Sen. Bettencourt’s SB 10 Passes Texas Senate to Reduce City & County Local Gov’t Property Tax Levy Growth

The Senate of TexasBettencourt’s Bill lowers Voter-Approval Tax Rate from 3.5% to 2.5% for Populations Over 75,000

AUSTIN, TX — During the Second Called 89th Special Session by Governor Greg Abbott, The
Texas Senate has passed Senator Paul Bettencourt’s (R-Houston) Senate Bill 10 (SB 10) on
a 18 to 12 vote. The bill, a priority legislation of Lt. Governor Dan Patrick, lowers the voter-approval
tax rate (VATR), previously known as the rollback rate, for most large cities and counties from
3.5% to 2.5%, matching the growth cap already applied to school districts statewide.
“In 2019, we passed SB 2, another priority of Lt. Gov. Dan Patrick, to cut the VATR from
8% to 3.5%, slowing city and county property tax levy growth for the first time in 38 years,”
said Senator Bettencourt. “Speaker Burrows was my house sponsor”, he added.
Despite the 2019 success, where ISD levy growth dropped from 18.26% to 3.21% annually.
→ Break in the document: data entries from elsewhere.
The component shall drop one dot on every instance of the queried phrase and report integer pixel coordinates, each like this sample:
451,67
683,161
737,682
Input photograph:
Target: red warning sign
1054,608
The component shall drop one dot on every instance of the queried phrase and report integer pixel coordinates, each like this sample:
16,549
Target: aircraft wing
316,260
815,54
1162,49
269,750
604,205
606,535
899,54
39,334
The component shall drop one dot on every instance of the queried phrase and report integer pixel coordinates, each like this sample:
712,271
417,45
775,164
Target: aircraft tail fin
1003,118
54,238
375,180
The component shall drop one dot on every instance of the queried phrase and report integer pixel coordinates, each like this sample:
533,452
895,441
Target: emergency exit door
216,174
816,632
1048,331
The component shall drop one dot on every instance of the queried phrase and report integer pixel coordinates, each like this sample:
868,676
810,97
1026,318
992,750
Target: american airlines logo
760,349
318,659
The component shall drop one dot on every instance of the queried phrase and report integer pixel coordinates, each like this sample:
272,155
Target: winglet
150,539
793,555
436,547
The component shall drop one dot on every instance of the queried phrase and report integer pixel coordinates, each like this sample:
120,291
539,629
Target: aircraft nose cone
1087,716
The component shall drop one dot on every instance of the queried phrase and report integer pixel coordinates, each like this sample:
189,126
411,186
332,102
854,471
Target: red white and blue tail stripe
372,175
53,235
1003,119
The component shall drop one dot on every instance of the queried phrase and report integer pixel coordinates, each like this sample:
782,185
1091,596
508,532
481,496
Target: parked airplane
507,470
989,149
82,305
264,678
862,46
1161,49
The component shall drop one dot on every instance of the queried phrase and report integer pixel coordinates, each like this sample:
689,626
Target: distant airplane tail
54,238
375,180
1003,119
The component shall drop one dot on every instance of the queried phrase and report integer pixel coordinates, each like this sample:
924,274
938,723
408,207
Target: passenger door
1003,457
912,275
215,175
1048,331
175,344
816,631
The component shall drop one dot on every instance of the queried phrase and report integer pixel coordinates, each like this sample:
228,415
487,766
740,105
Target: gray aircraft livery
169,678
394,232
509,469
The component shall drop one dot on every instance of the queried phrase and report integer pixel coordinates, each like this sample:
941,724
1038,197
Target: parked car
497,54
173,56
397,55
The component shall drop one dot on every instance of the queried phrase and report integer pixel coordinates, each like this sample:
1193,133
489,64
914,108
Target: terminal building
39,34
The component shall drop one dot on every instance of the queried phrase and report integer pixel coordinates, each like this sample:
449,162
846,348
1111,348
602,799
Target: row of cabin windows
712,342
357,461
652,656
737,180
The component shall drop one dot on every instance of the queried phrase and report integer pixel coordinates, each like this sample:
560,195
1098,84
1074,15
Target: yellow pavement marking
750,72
Both
county levy growth climbed from 8.74% to 9.65% and City levy growth slowed to 8% annually.
“Simply put, cities and counties have raised their tax bills three times faster than schools,
even after we reformed the system,” Bettencourt adds. “SB 10 closes that gap to make
property tax rates go down as values go up, to deliver lasting property tax relief.”
Key Components of SB 10:
• Reduces the VATR multiplier from 3.5% to 2.5% for cities/counties with pop. over 75,000.
• Requires majority voter approval for any increases above 2.5% in VATR elections.
• Retains the 3.5% threshold for cities and counties under 75,000 population.
• Delivers $1.92B in direct local funding for 2026–27, including $1.5B for water projects,
$331M for rural law enforcement, and $90M for ambulances.
“After $22.7 billion dollars of ISD property tax reductions in 2023, and $10 billion more in
2025, SB 10 is needed to slow the growth of county and city taxes, from the 3.5% VATR,
down 29.57% to 2.5% not counting new growth. For more property tax relief across the
board,” He stated.
“It’s time to take another step and rein in growth of city and county tax bills. That logical
next step is SB 10, aligning city and county VATR with the 2.5% collection limit already in
place for school districts, letting voters decide to approve tax increases above the limit in
November,” Senator Bettencourt concluded.
Senator Bettencourt also gave examples of double digit blockbuster property tax increases
proposed in 2025 by city and county governments not yet voted on. SB 10 now heads to Chair
Morgan Meyers in the House Ways and Means Committee.
Additional property tax relief coming this November, Texans will vote on, is record school
homestead and business personal property tax exemptions that could save 5.7 million
homeowners an average of $484/year, and seniors/disabled Texans up to $907/year, with a
supermajority of the latter, paying no ISD taxes at all.